В заслугу жрецу любого из храмов земель Ра ставилось лишь то, что он, наследуя по крови способность слышать голос предков и Мать-землю, способность видеть не собственно людей, не стенки сосудов – их тела, но содержимое – их души, – усердно заполнял свой разум всем виденным и слышанным им, как в мире дольнем, так и в стране Яви. Затем он старался из накоплений духовных общений выбрать то, что можно было бы облечь в слова и уже через эти слова донести до людей знания предков, помочь людям выбрать нужные и использовать их на благо живущих.
Но многим понятиям Яви не было описаний словами дольнего мира, и тогда жрец подбирал звуки людской речи, связка которых была бы наиболее близка по звучанию звенящим волнам общения духовной благости. Так рождались новые слова, на объяснение людям значений которых и уходило время тех бесед, которые потом будут называться проповедями; и это время ложилось одной из необходимостей, по которой строились храмы, – ветры и лёд ещё не забыли свою былую силу в этих краях.
Потом, много веков спустя, смотрящие23, полностью утеряв свою связь с миром предков и поэтому даже и близко не поняв истоки и цели тех давних проповедей, перепутав историю своего клана с историей народа, упрямо будут продолжать вещать людям уже давно объяснённое жрецами; их же мысли и мечтания об ином мире перерастут в месть миру существующему, и они станут в конце концов этому миру тем, чем исходно и могли быть, – раками.
*
Полёт времени прервался в закоулках памяти Заратуштры в поиске источника глухо доносившихся стонов, луч его разума внезапно выхватил творения ученика, Неопознанного Совестью, обруч предательства которого и сдавливал до хрипоты его чувство справедливости.

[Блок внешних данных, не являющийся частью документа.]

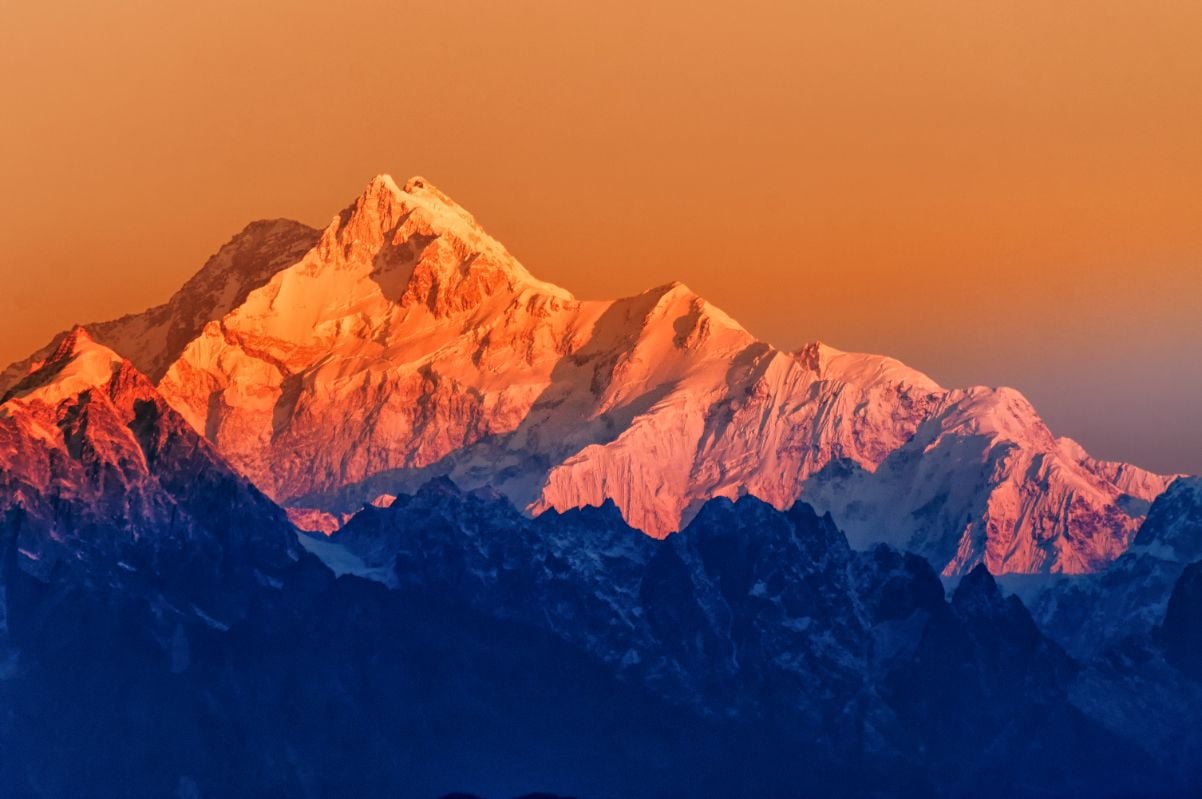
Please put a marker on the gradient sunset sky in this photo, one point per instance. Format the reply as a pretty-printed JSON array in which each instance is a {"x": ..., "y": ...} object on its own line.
[{"x": 994, "y": 192}]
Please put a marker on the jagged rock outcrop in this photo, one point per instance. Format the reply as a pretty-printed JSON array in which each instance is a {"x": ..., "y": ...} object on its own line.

Доро́гой к порту он уже видел плоды его потуг: несколько экзальтированных крестьян, очевидно впавших в наркотический транс, усердно, но без какого-либо осознания, талдычили имена-благородства, коих новоявленный мобед понапридумывал для новоявленного бога аж о семи десятках24; потом они сняли свои кусти – пояса, составленные из многих нитей и трёхкратно опоясывавшие их длинные рубахи, – и, взяв их за концы, начали исступлённо стегать ими землю, причитая: «уйди, Ахриман, уйди, собака, уйди, собака, уйди, собака, уйди, собака…», выпадением в беспамятство заканчивая свою «молитву»25.

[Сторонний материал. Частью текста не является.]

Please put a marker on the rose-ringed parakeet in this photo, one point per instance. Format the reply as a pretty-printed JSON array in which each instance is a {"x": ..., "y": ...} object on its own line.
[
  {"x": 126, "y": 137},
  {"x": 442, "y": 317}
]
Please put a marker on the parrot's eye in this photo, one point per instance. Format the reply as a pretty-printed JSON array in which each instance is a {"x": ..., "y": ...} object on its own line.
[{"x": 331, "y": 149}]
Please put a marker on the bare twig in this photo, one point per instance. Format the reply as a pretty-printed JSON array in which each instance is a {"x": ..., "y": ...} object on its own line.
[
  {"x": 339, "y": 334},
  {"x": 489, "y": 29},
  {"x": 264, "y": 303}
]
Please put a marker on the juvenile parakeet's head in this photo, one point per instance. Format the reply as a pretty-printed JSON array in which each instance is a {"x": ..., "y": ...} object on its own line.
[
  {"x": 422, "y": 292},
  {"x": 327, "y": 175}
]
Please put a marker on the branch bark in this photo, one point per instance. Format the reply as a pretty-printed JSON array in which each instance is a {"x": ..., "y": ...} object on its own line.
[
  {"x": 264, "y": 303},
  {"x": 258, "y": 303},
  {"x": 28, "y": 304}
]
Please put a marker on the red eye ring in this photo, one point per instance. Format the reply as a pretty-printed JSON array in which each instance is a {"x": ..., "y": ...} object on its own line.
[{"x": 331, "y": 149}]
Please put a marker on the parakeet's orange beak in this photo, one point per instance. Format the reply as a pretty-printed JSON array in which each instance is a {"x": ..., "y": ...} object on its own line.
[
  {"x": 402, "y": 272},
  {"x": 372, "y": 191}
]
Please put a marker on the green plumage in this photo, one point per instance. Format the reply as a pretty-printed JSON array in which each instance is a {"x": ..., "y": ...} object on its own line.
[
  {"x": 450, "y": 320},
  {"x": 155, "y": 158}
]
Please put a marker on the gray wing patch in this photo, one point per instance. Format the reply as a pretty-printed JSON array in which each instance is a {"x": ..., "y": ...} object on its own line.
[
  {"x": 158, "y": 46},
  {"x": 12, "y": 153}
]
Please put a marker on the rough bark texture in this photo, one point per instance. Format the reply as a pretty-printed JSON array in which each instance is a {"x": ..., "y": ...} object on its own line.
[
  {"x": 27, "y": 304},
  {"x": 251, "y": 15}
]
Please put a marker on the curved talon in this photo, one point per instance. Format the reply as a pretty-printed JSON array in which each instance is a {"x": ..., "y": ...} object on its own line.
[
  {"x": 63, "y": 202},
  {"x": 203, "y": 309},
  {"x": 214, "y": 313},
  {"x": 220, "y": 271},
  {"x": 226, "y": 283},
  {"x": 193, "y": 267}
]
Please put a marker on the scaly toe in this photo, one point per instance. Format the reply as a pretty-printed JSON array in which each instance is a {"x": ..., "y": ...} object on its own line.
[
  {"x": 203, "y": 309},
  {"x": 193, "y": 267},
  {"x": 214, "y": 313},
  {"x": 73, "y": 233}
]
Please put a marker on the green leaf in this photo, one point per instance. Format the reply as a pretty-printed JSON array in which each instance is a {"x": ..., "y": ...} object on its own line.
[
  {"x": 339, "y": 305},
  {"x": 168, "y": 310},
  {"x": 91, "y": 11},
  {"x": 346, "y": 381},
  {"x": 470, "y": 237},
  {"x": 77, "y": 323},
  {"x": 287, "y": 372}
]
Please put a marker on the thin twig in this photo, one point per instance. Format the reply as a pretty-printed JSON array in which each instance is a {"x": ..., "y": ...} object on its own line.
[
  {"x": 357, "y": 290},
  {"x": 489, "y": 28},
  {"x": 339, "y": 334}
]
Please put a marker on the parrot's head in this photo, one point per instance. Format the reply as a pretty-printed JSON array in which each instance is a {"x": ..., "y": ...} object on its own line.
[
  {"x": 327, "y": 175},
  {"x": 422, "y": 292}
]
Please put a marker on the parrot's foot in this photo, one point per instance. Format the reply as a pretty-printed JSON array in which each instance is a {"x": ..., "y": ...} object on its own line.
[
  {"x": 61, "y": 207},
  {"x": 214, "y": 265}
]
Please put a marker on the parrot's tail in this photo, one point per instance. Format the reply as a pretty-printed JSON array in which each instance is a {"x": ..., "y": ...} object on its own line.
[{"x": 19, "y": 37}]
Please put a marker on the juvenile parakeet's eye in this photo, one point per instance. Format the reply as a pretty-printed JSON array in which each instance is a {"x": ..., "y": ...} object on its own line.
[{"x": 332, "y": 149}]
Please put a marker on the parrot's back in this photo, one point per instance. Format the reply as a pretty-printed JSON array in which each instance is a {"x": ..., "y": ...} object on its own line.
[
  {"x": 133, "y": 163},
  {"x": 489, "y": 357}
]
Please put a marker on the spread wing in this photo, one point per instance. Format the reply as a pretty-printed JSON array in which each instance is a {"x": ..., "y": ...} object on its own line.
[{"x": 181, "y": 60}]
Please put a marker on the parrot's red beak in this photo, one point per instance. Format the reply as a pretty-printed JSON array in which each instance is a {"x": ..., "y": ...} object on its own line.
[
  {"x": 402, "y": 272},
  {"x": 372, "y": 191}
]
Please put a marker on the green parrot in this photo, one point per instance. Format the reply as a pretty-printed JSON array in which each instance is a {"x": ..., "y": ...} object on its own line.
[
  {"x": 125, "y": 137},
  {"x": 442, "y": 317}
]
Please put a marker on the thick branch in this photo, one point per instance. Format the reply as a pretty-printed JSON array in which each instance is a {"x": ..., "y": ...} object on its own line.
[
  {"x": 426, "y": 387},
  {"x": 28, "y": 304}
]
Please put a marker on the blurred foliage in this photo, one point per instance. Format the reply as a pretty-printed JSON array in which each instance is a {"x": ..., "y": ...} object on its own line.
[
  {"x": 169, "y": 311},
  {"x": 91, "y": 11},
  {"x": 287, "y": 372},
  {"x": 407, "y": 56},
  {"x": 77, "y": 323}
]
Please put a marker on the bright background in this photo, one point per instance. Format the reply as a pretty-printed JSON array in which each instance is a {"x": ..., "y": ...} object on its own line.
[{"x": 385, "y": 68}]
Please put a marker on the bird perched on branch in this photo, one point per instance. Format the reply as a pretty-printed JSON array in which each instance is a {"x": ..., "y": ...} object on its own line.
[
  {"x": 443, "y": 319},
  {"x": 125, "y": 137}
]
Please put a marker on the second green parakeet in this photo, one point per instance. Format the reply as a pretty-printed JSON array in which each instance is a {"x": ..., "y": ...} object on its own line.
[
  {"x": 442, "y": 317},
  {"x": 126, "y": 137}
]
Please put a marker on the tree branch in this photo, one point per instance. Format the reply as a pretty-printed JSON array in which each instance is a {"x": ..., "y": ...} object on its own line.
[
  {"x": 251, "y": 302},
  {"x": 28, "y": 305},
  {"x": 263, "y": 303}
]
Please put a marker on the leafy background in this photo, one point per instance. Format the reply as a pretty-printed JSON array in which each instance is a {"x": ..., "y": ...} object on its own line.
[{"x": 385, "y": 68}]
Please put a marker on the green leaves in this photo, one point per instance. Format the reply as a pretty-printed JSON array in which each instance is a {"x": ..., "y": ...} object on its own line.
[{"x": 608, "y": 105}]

Без сожаления оставив не одну свою шкуру лицемерия содранной на спицах отбора магов для занятия должности мобеда и наконец став Главным магом, Неопознанный Совестью подло распустил слух, что он приходится единоутробным братом Заратуштры и продолжателем истинного его учения, а также преемником учения не его только. Он сконструировал себе новое имя, взяв за основу Имя Того, кто только начинал свой Путь Спасения на закате солнца, став называть себя Иса-Два-стар, видимо, этим «Два» желая показать, что Второй – это он, продолжатель дела Исы, а окончанием «стар» он убеждал всех услышать свою «родственность» с Заратуштрой, – с Золотой Звездой, с Золотым Сириусом. Исадвастар был настолько жаден до власти, что хотел «убить» сразу не одного, не двух, но сразу трёх «зайцев»26
Провоцировавшиеся им приступы болезни человеческой психики Неопознанный Совестью стал называть главной молитвой своего учения, литургией. В ней крестьяне находили миг забвения – ибо только в этой психоделической молитве можно было хотя бы часть горестного настоящего быстро отодвинуть в прошлое. Собственно, на это и была направлена кипучая энергия Исадвастара, меж делом вразумлявшего паству: «Ты не должен грабить! Ты не должен убивать!», «теперь ты должен молиться новому, самому справедливому среди богов – Хаоме!», «Ахура-Мазда уже умер! Родился новый бог-предводитель – Митра!», «Коллегий богов и вождей больше нет! Пришли Единый бог и единый царь!» Эти призывы он называл священными; перед ними требовалось преклонять колена и головы, к ним подходили разувшись.